ABOUT

Intro to project

Vision loss and blindness are frequently attributed to age-related macular degeneration and proliferative diabetic retinopathy. These diseases share neovascularization as a common etiology involving the pathological growth of retinal capillaries leading to blindness if left untreated. Existing treatments necessitate specialized injections that come with notable adverse effects.

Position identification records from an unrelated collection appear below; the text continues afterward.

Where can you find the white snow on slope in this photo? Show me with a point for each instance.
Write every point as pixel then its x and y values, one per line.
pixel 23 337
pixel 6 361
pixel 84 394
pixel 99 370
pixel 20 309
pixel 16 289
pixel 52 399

Considering this, the NeoVasculoStop project, funded by the EU, aims to revolutionize treatment methods. Our project aims to develop an orally bioavailable medication specifically targeted to the eye, aiming to mitigate adverse effects, preserve vision, and alleviate the financial burden linked to retinopathies.

objectives
• We plan to improve treatments that target the vascular endothelial growth factor receptor, a crucial regulator of angiogenesis and a widely recognized target for treating retinopathy.
• The modified VEGFR inhibitors will be synthesized based on in silico analysis.
• The most promising candidate molecules will be tested on cultured human retinal microvascular endothelial cells (HRMEC) to assess their potential to inhibit neovascularization.
• At least one additional molecule will be developed, derived from a different VEGFR inhibitor, through a specific chemical modification.
• The enrichment of the compounds in the retina will be tested under exposure to natural light and artificial irradiation.
• The compounds’ efficiency will be tested.
• The absence of toxicity and tolerability of the modified compounds will be verified.
• The documents needed for the human Phase I clinical trial will be created using the experiments conducted above.
Project approach

Our approach is poised to trigger a paradigm shift in the design of future drug delivery strategies targeted at the retina.

Current treatment methods involve specialized injections directly into the eye, necessitating outpatient visits to specialized treatment centers and often leading to significant adverse effects. Oral medications with bioavailability could transform retinopathy treatment by minimizing side effects, preserving vision, reducing financial burdens, and enhancing healthcare accessibility. Inspired by this idea, we have developed an approach that can be exploited to target essentially any therapeutic molecule to the eye. Our innovative drug targeting strategy not only enhances the concentration of modified molecules in retinal tissue but also lowers the necessary oral dosage in comparison to current anti-angiogenic cancer therapies, thus heightening treatment safety.